What is Warp Allocation Granulatity for?


In CUDA Occupancy Calculator, there’s a quantity “Warp Allocation Granulatity” which is 4 for CUDA compute capability 3.5. I tried to find out what it means, and found some answers that indicated the device only allocates resources for multiples of this quantity. However, both the CUDA Occupancy Calculator and my own experiments (on a K40c card) show registers are allocated on a per warp basis (and not multiples of 4 warps).

For instance, for a kernel with block size of 64, one would expect that with 74 registers per thread, each SM can host 6 blocks at the same time if the assumption about this granularity were true. But CUDA Occupancy Calculator shows that each SM can run 12 blocks simultaneously.

I checked this on the device as well, by printing smid for each block. Since the scheduler assigns blocks to SMs in a round-robin fashion, until there are less blocks than the device can run simultaneously, all the SMs get the same number of blocks. However, when there are more blocks than the device can run at the same time, not all SMs get the same number of blocks assigned to them. Because waiting blocks are assigned to an SM as soon as it has enough free resources to host one. My observations using this method were consistent with what CUDA Occupancy Calculator shows. (This doesn’t technically prove anything, though).

Then what is “Warp Allocation Granulatity” for in practice?

may be it’s a granularity of register allocation per warp? i.e. if you need 74 regs - 76 are allocated since 76%4==0

While this isn’t documented in the Programming Guide anymore, there is no need for guessing. The Occupancy Calculator spreadsheet has all formulas in it to calculate occupancy for architectures up to Maxwell.

Warp allocation granularity is used in one place: The number of warps in the calculation of total register consumption is rounded up to be a multiple of the Warp Allocation Granularity.
Further looking at the “GPU Data” sheet of the spreadsheet, one can notice that the Warp Allocation Granularity coincides with the number of warp schedulers. As most likely each warp scheduler has it’s own register banks, it appears that Nvidia just uses the same configuration in all warp schedulers.

This is exactly what’s confusing me. I found the reference in the “Calculator” sheet, but it’s only used if the register allocation granularity is block. However, for all the SM types in the “GPU Data” sheet this granularity is “warp” and none has “block” granularity.

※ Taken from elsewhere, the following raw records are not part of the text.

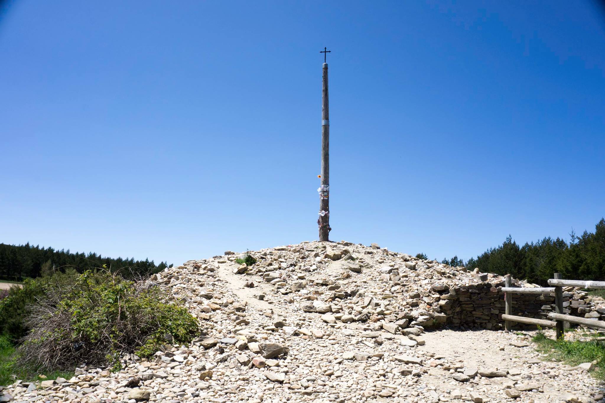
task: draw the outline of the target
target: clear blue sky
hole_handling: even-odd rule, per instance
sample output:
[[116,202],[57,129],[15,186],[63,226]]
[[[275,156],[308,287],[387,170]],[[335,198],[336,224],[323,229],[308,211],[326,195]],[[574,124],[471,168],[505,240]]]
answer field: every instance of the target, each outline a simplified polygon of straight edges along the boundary
[[180,264],[317,238],[442,259],[605,215],[586,1],[34,1],[0,15],[0,242]]

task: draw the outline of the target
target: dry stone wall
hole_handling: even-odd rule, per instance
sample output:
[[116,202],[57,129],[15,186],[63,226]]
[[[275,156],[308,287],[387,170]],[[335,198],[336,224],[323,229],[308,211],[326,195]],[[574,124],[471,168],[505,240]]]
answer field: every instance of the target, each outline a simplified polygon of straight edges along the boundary
[[[447,316],[446,323],[453,326],[484,329],[501,329],[504,326],[504,294],[502,283],[480,282],[447,290],[440,295],[441,312]],[[563,313],[597,320],[605,320],[605,307],[598,300],[572,287],[564,288]],[[515,294],[512,296],[512,314],[538,319],[548,318],[555,311],[554,293],[532,295]],[[533,325],[514,323],[517,329],[535,329]]]

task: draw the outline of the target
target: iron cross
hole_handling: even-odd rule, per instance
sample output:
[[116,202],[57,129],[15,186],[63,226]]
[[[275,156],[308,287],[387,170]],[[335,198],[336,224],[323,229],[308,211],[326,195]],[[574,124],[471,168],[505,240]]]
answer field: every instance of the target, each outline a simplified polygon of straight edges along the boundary
[[325,55],[332,51],[331,50],[326,50],[326,49],[327,49],[327,48],[324,47],[324,50],[319,51],[319,53],[323,53],[324,54],[324,63],[325,63]]

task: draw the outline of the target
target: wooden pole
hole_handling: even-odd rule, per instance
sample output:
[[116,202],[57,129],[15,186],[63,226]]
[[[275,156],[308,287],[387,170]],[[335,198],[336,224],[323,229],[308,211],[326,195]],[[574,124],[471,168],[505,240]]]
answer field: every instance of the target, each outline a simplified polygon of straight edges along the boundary
[[319,191],[319,240],[328,240],[330,230],[330,110],[328,63],[323,66],[321,91],[321,187]]
[[[561,280],[561,273],[555,273],[555,279]],[[563,314],[563,288],[560,285],[555,286],[555,311],[559,315]],[[557,339],[563,337],[563,321],[557,320]]]
[[[511,279],[511,275],[506,274],[504,276],[504,285],[507,287],[509,288],[512,285],[512,280]],[[504,304],[505,304],[505,314],[506,315],[511,315],[512,314],[512,292],[505,292],[504,293]],[[511,329],[512,328],[512,322],[509,320],[506,320],[504,322],[504,328],[510,332]]]

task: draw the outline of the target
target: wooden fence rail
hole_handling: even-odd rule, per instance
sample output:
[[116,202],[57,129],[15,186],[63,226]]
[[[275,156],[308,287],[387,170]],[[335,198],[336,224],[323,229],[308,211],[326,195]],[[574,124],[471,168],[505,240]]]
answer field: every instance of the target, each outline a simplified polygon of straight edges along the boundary
[[[579,280],[563,280],[561,278],[561,273],[555,273],[554,279],[548,280],[548,285],[554,286],[554,287],[536,287],[534,288],[512,287],[512,279],[510,274],[505,276],[505,286],[502,287],[504,291],[505,311],[505,314],[502,315],[502,318],[505,320],[505,328],[510,331],[512,327],[512,322],[518,322],[520,323],[527,323],[529,324],[536,324],[540,326],[546,326],[549,327],[555,327],[557,329],[557,340],[563,336],[563,322],[571,322],[583,324],[585,326],[590,327],[597,327],[598,329],[605,329],[605,321],[589,319],[587,318],[581,318],[571,315],[565,315],[563,314],[563,286],[582,287],[583,288],[605,288],[605,282],[592,282],[583,281]],[[553,320],[546,320],[545,319],[536,319],[534,318],[526,318],[522,316],[514,316],[512,315],[512,294],[555,294],[555,312],[550,312],[548,314],[549,319]]]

Is this something that can be changed somewhere?

It’s not related to my initial question, but I think the number of warp schedulers isn’t included in the “GPU Data” sheet.

Compute capability 1.x devices had Block Allocation Granularity, with a granularity of 2 warps.

Indeed. It needs to be taken from other sources, e.g. Appendix G of the Programming Guide

So if the allocation granularity (block vs. warp) is fixed for every device, then why is warp allocation granularity defined for devices that allocate resources at warp granularity (and it even has different values, 2 for sm_20, sm_21, and sm_60, and 4 for the rest)?

I’d suspect it’s for historic reasons. But I guess only someone inside Nvidia can answer this.

Greg Smith says that “If the kernel configuration is N then the hardware allocates resources for N rounded up to a multiple of WarpAllocationGranularity” in http://stackoverflow.com/questions/24940448/what-is-the-warp-allocation-granularity-and-what-purpose-does-it-serve-in-cud. My understanding is that if kernel has N warps, it would be rounded up to the next multiple of WarpAllocationGranularity.

I tried to write code to test if N is rounded up to a multiple of WarpAllocationGranularity.

The block size of my kernel is 96 (32x3) with total number of 11 thread blocks. Essentially, it has 33 warps. The kernel run on Nvidia Tesla C2075 (SM 2.0) with 14 multiprocessors. The print function inside the kernel to print out the warp_id. It turns out that the kernel only has 33 warps instead of 34 ,which is the next multiple of WarpAllocationGranularity (2 for SM 2.0).

Since Tesla C2075 has 14 multiprocessors, I also allocated 15 threads block. In this case, it has 45 (3x15) warps. Similarly, the kernel allocates 45 warps instead of 46.

P.S. the kernel is simply a vector addition, it does not exceed the register and shared memory limit.

Probably I does not understand this concept well, any input is welcome.

This is what I thought in the beginning as well, but it’s not the case. If you go into Occupancy Calculator and check the equations for occupancy measurement, you’ll find that Warp Allocation Granularity isn’t used for any of the devices past sm_20. So the resources are allocated per warp.

P.S. Even if Warp Allocation Granularity were to be used, I think you should’ve expected a different behavior that what you explained. I think in that case, warps in each block (and not the total number of warps) would’ve been rounded up to a multiply of Warp Allocation Granularity. But that’s just a pointless guess.